Irish actress Charlie Murphy talks to Screen about playing Peaky Blinders’ equality activist Jessie Eden.
Across its four seasons, celebrated British drama Peaky Blinders has charted the highs and lows of life in the mob-ruled badlands of post-First World War Birmingham, centring on ruthless former soldier Tommy Shelby (Cillian Murphy) and his family’s attempts to run the city and profit from its inhabitants in any way they can.
The show is created by writer/director Steven Knight, and produced by the BBC along with Caryn Mandabach Productions and Tiger Aspect. Despite being so authentic in everything from its portrayal of the smog-covered streets of the industrial midlands to the post-traumatic stress suffered by Tommy and his contemporaries, it has been entirely populated by fictional characters - until its most recent season.
The fourth series has seen the arrival of real-life feminist and activist Jessie Eden, who swept in to dominate the story-lines.

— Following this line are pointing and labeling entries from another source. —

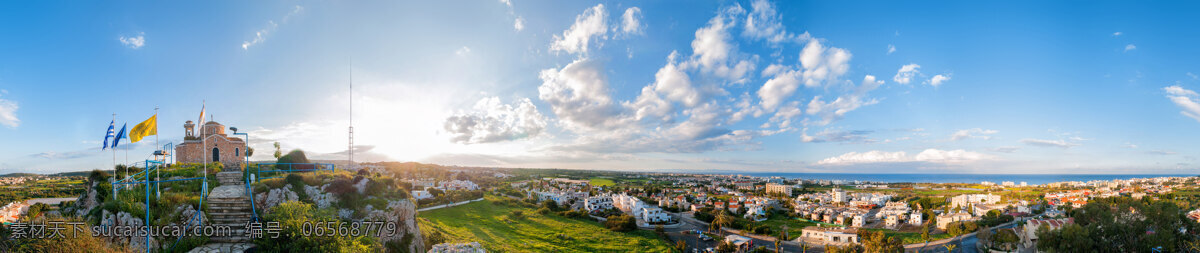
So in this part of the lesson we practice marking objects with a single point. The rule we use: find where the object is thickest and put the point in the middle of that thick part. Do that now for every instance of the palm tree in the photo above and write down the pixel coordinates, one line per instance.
(949, 247)
(721, 222)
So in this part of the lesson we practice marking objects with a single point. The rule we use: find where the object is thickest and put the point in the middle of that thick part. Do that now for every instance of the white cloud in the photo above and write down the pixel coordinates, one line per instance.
(1006, 149)
(133, 42)
(261, 35)
(906, 73)
(631, 20)
(829, 112)
(765, 23)
(9, 112)
(929, 156)
(591, 26)
(823, 64)
(873, 156)
(1049, 143)
(838, 136)
(951, 156)
(492, 121)
(978, 133)
(713, 52)
(939, 79)
(579, 95)
(1186, 100)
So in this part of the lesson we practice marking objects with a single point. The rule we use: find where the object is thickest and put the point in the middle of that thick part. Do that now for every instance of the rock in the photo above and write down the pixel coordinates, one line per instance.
(361, 185)
(88, 200)
(187, 217)
(472, 247)
(275, 197)
(403, 214)
(323, 199)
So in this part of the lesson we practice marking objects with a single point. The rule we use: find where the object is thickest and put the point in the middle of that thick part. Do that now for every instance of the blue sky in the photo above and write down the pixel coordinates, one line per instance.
(832, 86)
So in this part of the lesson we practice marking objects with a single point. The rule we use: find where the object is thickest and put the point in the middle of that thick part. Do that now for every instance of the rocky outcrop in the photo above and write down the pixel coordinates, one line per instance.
(403, 214)
(472, 247)
(187, 217)
(264, 202)
(88, 200)
(124, 220)
(318, 196)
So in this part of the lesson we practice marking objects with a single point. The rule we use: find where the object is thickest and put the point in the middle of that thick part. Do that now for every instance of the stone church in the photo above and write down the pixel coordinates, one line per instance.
(216, 146)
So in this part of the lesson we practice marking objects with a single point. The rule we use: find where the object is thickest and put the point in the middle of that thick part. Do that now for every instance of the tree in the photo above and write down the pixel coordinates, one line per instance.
(984, 236)
(877, 241)
(621, 223)
(550, 204)
(721, 221)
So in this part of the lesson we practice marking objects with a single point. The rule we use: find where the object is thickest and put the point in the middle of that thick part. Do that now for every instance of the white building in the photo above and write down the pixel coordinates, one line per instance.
(459, 185)
(839, 196)
(784, 190)
(834, 235)
(598, 203)
(967, 200)
(421, 194)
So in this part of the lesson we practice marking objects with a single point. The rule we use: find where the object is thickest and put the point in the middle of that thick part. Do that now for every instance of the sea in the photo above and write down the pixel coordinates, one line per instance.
(1031, 179)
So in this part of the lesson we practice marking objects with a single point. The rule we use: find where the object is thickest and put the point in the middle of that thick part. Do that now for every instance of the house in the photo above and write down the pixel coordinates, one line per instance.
(831, 235)
(945, 221)
(916, 218)
(421, 194)
(777, 188)
(654, 215)
(598, 203)
(1029, 234)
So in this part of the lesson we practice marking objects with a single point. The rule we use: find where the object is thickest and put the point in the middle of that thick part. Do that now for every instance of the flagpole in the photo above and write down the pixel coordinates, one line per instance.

Her wit and intellect has proved more than a match for Tommy in their dalliances across the factory floor - and in their personal life.
Irish actress Charlie Murphy admits she knew “not a thing” about Jessie before taking the role. “I didn’t come across anyone who knew anything about her,” she says. “She had just been erased from history.”
That’s something Murphy, who played Anne Bronte in 2016 TV movie To Walk Invisible: The Bronte Sisters, and has also starred in TV shows Rebellion and Happy Valley, laments as both a surprise and a tragedy, given the work Eden did as an advocate of equal pay for female factory workers.
Eden played a huge part in the 1926 General Strike, in which 1.7 million workers walked out in solidarity with miners who faced worsening conditions and, in 1931, led 10,000 female employees at Birmingham’s Joseph Lucas motor factory to down tools for a week in demand for equal pay.
“There are no books about her,” says Murphy, who turned to the internet for research. “She remained an activist throughout her life, and I found an interview when she was in her 70s. The interviewer asked if she was afraid when she brought 10,000 women out on strike and she said that, even though there was pushing, she knew that the people were there with her, and they protected her.”
Strength of character
Murphy admits that she and Knight took some degree of dramatic licence with Eden - “It’s a drama and we are entertainers when it boils down to it” - but she asserts the fictionalised relationship with Tommy, which is as much a power play as a romance, is just another mark of her strength of character.
“She’s no damsel in distress. They are two people who have been through so much loss, and they found some comfort in each other. Tommy has definitely met his match in regards to education, that wit and quick thinking. She’s a great chess player, just like him. She enjoys his company, and being exercised in some way by another great mind.”
While Murphy is thrilled Peaky Blinders gave her the chance to work with actors such as Murphy, who she has known for years through Irish theatre and describes as an “all-consuming, very special actor of his generation”, and showrunner Knight - “the creme de la creme of writing” - the actress says the real highlight was finally giving Eden the spotlight she deserves.
“It’s always a brilliant time to bring a woman like Jessie back into focus, but it just seemed so relevant and poignant that it was a woman that fought for equal pay 100 years ago,” she observes. “And here we are, using the same language and rhetoric to try and achieve parity today.
“It was frustrating to realise that Jesse did not have a sturdy platform to celebrate what she achieved back then. Since Steven and I gave her that platform, people are wanting to know more about her, which is amazing.”